A client that drops out of therapy is one who does not complete the recommended course of treatment. Many therapeutic approaches, such as cognitive behavioral therapy, do not have a specific treatment deadline, and clients are considered dropouts when they have voluntarily stopped therapy prior to resolving the issues and symptoms that brought them there to begin with. Dropout is a serious concern for the medical community and the general population. Individuals who drop out of therapy are more likely to have future psychological complications and seek services multiple times, which places an economic burden on society. Because they do not learn adaptive coping strategies and fail to address the issues that plague them most seriously, they are likely to be less than productive in their careers, families, and communities. Additionally, therapists who experience client dropout may begin to question their ability to help clients and their own adequacy.
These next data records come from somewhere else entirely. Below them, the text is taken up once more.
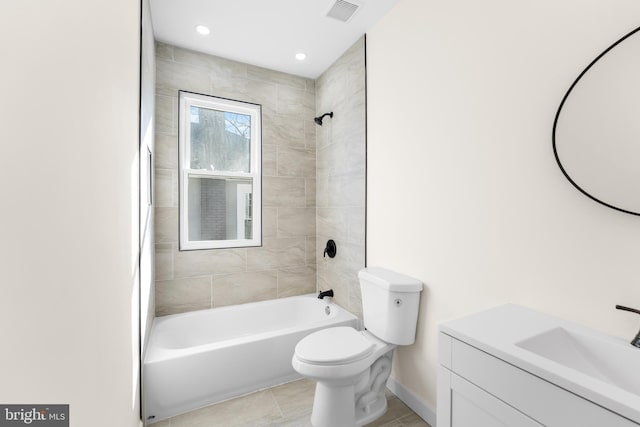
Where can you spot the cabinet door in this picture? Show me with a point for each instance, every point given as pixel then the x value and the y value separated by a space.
pixel 473 407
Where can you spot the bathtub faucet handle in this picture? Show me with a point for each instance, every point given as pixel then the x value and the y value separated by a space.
pixel 328 293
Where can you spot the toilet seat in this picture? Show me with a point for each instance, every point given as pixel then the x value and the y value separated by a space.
pixel 334 346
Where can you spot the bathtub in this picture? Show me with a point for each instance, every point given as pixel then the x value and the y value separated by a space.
pixel 198 358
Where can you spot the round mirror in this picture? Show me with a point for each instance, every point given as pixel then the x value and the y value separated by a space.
pixel 596 132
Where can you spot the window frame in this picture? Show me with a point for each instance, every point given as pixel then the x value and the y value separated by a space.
pixel 185 101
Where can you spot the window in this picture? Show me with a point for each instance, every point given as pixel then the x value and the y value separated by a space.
pixel 219 172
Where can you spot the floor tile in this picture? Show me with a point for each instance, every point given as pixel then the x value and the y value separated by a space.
pixel 286 405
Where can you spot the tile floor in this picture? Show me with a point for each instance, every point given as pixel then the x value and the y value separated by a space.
pixel 287 405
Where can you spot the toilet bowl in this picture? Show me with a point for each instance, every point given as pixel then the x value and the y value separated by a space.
pixel 349 390
pixel 351 367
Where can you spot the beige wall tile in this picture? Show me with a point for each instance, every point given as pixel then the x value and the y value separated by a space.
pixel 279 191
pixel 240 288
pixel 296 281
pixel 269 160
pixel 215 261
pixel 277 253
pixel 181 295
pixel 310 191
pixel 340 176
pixel 295 102
pixel 269 223
pixel 166 151
pixel 310 250
pixel 293 222
pixel 296 162
pixel 166 188
pixel 166 226
pixel 164 261
pixel 346 190
pixel 331 222
pixel 285 130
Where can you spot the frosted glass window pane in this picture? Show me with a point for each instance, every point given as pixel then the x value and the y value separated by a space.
pixel 220 209
pixel 220 140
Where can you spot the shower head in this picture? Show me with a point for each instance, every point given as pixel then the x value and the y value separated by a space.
pixel 318 120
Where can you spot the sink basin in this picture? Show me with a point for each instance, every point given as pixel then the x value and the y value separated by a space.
pixel 613 362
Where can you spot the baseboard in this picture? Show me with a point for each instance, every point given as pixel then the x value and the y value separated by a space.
pixel 423 410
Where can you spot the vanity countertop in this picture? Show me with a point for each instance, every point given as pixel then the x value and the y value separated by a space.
pixel 598 367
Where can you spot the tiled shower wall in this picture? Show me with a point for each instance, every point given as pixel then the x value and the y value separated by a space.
pixel 341 175
pixel 286 264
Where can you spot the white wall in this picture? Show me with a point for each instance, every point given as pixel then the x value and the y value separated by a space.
pixel 463 189
pixel 69 217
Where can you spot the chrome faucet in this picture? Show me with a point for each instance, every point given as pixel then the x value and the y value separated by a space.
pixel 636 341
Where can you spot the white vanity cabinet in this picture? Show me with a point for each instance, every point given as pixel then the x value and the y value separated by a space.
pixel 480 389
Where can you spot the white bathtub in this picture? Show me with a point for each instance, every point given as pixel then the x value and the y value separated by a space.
pixel 198 358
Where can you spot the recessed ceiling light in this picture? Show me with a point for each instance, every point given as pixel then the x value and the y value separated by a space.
pixel 203 30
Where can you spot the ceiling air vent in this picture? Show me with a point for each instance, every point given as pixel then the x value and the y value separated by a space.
pixel 343 10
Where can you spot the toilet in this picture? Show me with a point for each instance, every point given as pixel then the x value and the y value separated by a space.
pixel 351 367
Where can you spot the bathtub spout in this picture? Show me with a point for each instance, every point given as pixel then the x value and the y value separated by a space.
pixel 328 293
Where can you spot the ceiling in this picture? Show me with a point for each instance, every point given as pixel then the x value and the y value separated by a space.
pixel 266 33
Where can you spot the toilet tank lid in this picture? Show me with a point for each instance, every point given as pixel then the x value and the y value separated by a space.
pixel 390 280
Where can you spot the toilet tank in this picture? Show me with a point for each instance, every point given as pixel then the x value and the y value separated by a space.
pixel 390 304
Understanding the factors that contribute to dropout can provide clinicians with the information they need to address the problem. Joshua K. Swift of the Department of Psychology at the University of Alaska in Anchorage wanted to explore this problem further and made it the focus of his most recent study. Swift analyzed over 650 studies that included more than 83,000 clients and looked at factors such as client age, therapy setting, therapist experience, type of therapy, issues addressed in therapy, and clinician definition of dropout.
Swift found that nearly 20% of all the clients in the studies ended their treatment early. He found that some variables, such as therapy setting, influenced the rates of dropout. He also discovered that rates of dropout were highest among the youngest participants and those seeking treatment for personality or eating problems. Swift believes that more work is needed to determine specific nuances that effect retention. He hopes efforts will be aimed at isolating psychological issues, such as anxiety or depression, and approaches, such as psychodynamic or behavioral therapy, in order to get a clearer idea of the different dimensions affecting treatment completion. Swift said, “By paying attention to these variables and making adaptations where needed, clinicians may be able to reduce rates of premature discontinuation in their work with clients.”
Swift, J. K., Greenberg, R. P. (2012). Premature discontinuation in adult psychotherapy: A meta-analysis. Journal of Consulting and Clinical Psychology80.4: 547-559.